I can’t speak for everyone because we are all different. But living with a chronic illness is often misunderstood.
Imagine that the next time you get one of those horrid colds that knock you off your feet, disturb your sleep and make you feel like crap for a few days.
Then you get better and go back to normal, glad that it’s over, you survived intact.

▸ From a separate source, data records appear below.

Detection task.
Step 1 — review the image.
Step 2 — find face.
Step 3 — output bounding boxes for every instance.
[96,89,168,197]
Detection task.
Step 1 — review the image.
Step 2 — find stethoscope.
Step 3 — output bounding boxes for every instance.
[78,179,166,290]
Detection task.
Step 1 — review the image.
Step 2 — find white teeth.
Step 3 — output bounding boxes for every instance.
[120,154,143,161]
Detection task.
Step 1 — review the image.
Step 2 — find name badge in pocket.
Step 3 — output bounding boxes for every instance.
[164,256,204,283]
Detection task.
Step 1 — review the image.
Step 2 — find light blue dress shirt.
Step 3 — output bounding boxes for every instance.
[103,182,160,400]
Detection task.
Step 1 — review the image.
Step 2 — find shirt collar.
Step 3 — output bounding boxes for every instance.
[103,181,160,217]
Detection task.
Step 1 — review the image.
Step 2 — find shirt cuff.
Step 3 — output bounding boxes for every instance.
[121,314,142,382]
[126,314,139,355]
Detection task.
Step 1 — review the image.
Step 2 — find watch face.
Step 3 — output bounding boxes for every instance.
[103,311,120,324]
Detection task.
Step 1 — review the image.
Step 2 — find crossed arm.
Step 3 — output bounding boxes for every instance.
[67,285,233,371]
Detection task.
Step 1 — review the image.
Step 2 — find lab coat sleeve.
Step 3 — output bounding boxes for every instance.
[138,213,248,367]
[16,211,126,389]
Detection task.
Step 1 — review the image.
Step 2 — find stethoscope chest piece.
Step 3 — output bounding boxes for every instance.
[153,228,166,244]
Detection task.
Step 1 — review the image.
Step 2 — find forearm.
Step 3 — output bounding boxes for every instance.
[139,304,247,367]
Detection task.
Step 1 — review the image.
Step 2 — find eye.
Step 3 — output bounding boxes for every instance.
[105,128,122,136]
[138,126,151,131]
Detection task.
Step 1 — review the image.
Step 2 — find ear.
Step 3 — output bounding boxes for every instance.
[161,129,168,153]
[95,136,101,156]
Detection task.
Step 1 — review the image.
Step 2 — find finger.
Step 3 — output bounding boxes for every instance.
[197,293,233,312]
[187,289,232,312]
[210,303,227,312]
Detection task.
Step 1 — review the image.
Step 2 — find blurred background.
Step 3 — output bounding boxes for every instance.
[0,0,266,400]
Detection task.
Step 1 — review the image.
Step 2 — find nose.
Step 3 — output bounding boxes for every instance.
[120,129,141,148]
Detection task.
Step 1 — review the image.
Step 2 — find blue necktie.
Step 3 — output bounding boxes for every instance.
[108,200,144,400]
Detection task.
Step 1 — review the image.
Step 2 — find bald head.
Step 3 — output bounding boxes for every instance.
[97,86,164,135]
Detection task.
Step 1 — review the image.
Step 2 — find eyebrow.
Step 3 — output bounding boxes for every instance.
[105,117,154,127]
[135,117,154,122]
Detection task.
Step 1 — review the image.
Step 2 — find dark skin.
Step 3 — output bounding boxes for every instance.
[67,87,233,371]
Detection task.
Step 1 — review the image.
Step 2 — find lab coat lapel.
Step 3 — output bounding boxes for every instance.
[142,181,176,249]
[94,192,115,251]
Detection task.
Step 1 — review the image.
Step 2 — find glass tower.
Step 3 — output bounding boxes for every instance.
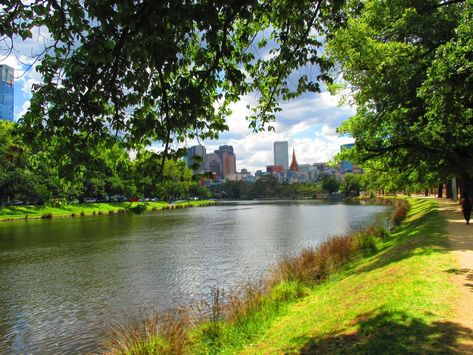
[274,141,289,170]
[0,64,14,121]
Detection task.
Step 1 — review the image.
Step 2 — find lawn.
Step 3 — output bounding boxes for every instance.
[0,200,214,221]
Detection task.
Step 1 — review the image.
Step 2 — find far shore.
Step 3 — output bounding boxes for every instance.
[0,200,216,222]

Now imagine you don’t get better and it just carries on like that for weeks on end. Or maybe it gets better for a while but you know it will be back again in a week or two. That’s what living with a chronic illness is like.
The Spoon Theory
A lot of people refer to the Spoon theory. When you are not well you can imagine a day where you wake up with a number of spoons. Then after every activity you take away a spoon until there are none left. Sometimes they can last all day and you may even have an extra one for the next day. But you can also have days where the spoons get spent very quickly and you are left unable to do anything else for the rest of the day. You can even overdo things one day, leaving you with fewer spoons for the next day.
A lot of chronically ill people refer to themselves as spoonies, I am a spoonie.
Three years ago I was taken ill quite suddenly. I don’t know what caused it but I’ve learnt since that shocks can trigger your body into attacking itself. And I’d had a shock when my Father-in-Law had suddenly dropped dead in front of me with a heart attack,while I was taking him for a hospital appointment.
Two days later I was back in the same hospital myself, virtually paralysed. Totally numb. I was originally diagnosed with Transverse Myelitis and told I would recover within a couple of months. A year later I was diagnosed with Stiff Person Syndrome plus PERM and told that recovery was unlikely.
Things I have Learned Since I Have Had a Chronic Illness
Life with a chronic illness is hard, harder than you can imagine.
Life is also difficult for loved ones, they have to watch you suffer and see someone they depended on become someone they have to look after instead.
It’s difficult to carry on with a normal lifestyle, even if you are well enough to continue working you will need to take lots of time off sick.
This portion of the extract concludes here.